The Confederation Centre Art Gallery in Charlottetown is preparing for several new exhibitions this winter.
“The recently installed exhibition Fairy Tails, which explores the wondrous role of animals in storytelling, was the first of five new exhibitions coming this season,” says Gallery director Kevin Rice. “It is a very busy time for us, and we encourage patrons to come by if they haven’t visited in a while.”
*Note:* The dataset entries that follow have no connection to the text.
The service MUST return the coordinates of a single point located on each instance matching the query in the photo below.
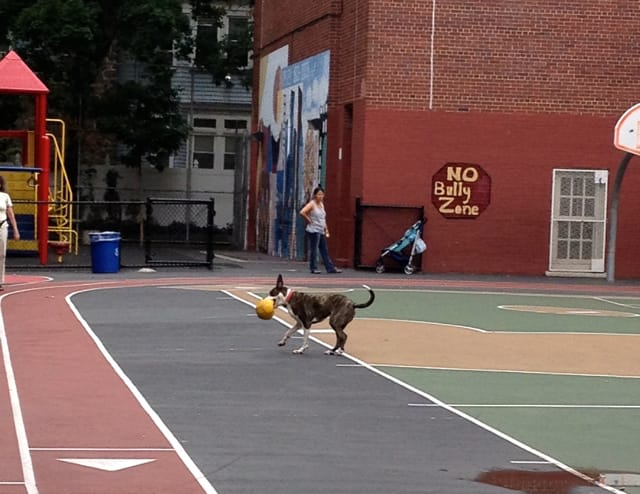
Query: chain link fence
(154, 232)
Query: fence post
(211, 212)
(147, 229)
(357, 243)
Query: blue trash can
(105, 252)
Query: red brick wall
(519, 88)
(573, 56)
(519, 152)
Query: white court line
(103, 449)
(505, 371)
(529, 462)
(155, 418)
(16, 410)
(523, 405)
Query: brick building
(496, 117)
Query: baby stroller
(397, 251)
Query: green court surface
(588, 423)
(486, 311)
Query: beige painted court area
(405, 343)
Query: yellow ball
(265, 308)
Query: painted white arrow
(109, 465)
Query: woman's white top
(5, 202)
(318, 218)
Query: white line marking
(107, 464)
(16, 410)
(529, 462)
(523, 405)
(179, 449)
(505, 371)
(103, 449)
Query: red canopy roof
(17, 77)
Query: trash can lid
(103, 236)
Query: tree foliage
(81, 48)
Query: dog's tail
(372, 297)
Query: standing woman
(317, 232)
(6, 216)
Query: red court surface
(72, 424)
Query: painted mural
(293, 125)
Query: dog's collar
(289, 295)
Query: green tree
(77, 47)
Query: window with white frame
(217, 142)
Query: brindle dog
(308, 309)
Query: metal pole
(613, 217)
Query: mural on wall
(293, 122)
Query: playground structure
(41, 193)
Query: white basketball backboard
(627, 131)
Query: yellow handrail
(61, 210)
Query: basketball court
(171, 384)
Currently on display, the exhibition Danika Vandersteen: How to Convey Blue in Black and White brings together a colourful and eclectic array of paintings, found objects, and textile work. Vandersteen is a multi-disciplinary artist living in Toronto. She completed her Bachelor of Fine Arts at Nova Scotia College of Art and Design, and her art practice bounces between painting, songwriting, crafting, and observing. The exhibition is curated by gallery conservator Jill McRae and artist/curator Andrew Cairns, who were eager to collaborate again after a successful first show at the Gallery in 2019. “Danika’s work is dedicated to play,” says Cairns. “It’s presented beautifully with a smiling wink that reveals the artist’s sense of humour, reminding us that art can be very fun.” Danika Vandersteen: How to Convey Blue in Black and White will be on display in the Fredric S. and Ogden Martin Concourse Gallery until April 10.
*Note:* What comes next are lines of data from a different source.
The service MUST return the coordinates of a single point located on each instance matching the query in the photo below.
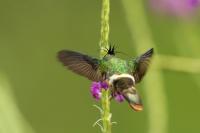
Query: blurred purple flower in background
(119, 98)
(95, 90)
(180, 8)
(97, 87)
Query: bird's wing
(81, 64)
(141, 65)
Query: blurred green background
(38, 95)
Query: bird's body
(113, 65)
(122, 75)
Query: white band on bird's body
(118, 76)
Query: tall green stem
(106, 115)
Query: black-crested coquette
(120, 74)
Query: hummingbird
(122, 75)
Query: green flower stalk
(105, 101)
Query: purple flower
(97, 87)
(181, 8)
(95, 90)
(104, 85)
(119, 98)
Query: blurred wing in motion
(81, 64)
(141, 65)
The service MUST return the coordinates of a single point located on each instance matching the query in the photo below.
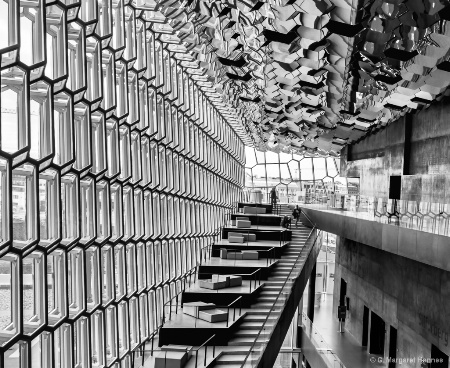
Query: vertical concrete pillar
(311, 293)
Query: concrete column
(311, 293)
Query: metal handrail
(240, 274)
(278, 296)
(309, 329)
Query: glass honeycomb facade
(118, 165)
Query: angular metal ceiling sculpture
(308, 75)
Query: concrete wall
(408, 295)
(375, 158)
(416, 147)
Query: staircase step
(255, 325)
(259, 318)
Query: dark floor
(344, 345)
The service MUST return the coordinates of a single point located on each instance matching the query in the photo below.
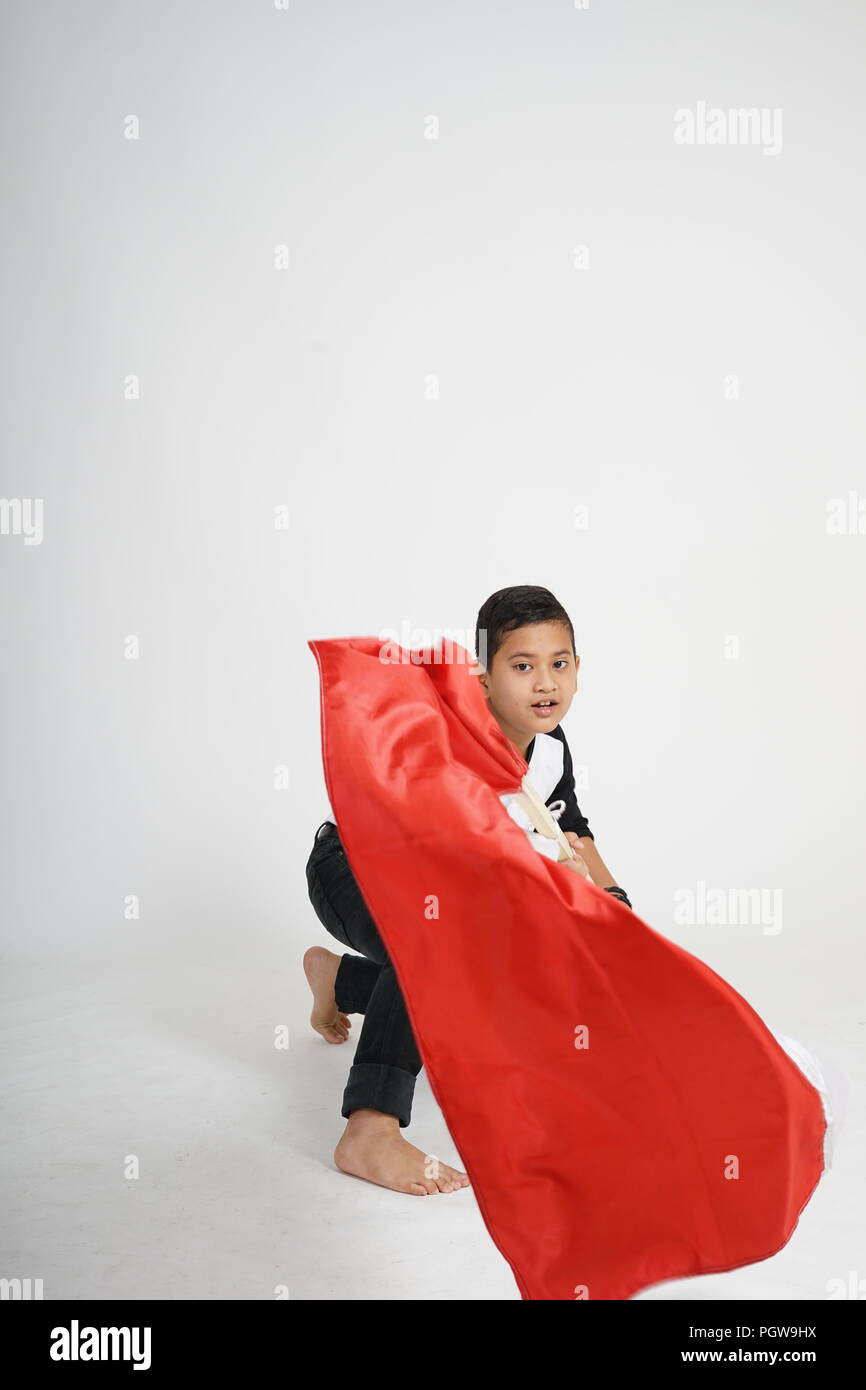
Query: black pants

Scheduled to open January 29, the exhibition John Hartman: Many Lives Mark This Place features the work of the renowned Canadian painter and printmaker. In 2014, Ontario-based Hartman embarked on a project to capture the intimate relationship between more than thirty leading Canadian authors and the places that inspire them. The result was a series of large-format portrait paintings that celebrate the richness of Canada’s literary fabric and speak to the power of the imagination in experiencing the diverse landscapes of Canada and the stories that they hold. The exhibition is organized and circulated by the Woodstock Art Gallery with the assistance of the Canada Council for the Arts. John Hartman: Many Lives Mark This Place will be featured in the Sobey Gallery until May 22.
Two more exhibitions are set to open this month, starting with Visible Storage: A CCAG Collection Project. Gallery registrar Kathleen MacKinnon and conservator Jill McRae will be working in view of the public on rehousing, repairing, reporting, and retelling the stories of lesser-known pieces from the Gallery’s vault. The permanent collection is varied and includes paintings, prints, photographs, letters, architectural drawings, and the odd Lucy Maud Montgomery manuscript. “It is a unique opportunity for the public to see the work that happens behind-the-scenes,” says McRae. “The pieces on display in this exhibition may change as we dig deeper into the archives.” Visible Storage: A CCAG Collection Project will be on display in the Lower East Gallery from February 5–May 29.
Opening February 25, The Secret Codes: Quilts From and Inspired by Nova Scotia’s Black Communities is an exhibition curated by artist David Woods and presented with support from the Black Artists Network of Nova Scotia. Evoking historic quiltmaking traditions associated with storytelling, the quilts on display capture motifs reflecting the experience of Black Nova Scotians. Woods travelled to Black communities throughout the province to collect stories and artwork, creating a collection of drawings inspired by his journey. Each quiltmaker chose a drawing that reflected their own lives and reinterpreted it through quiltmaking, resulting in a stunning feast for the eyes. The Secret Codes: Quilts From and Inspired by Nova Scotia’s Black Communities will be on display in the Sobey Gallery from February 25–May 22.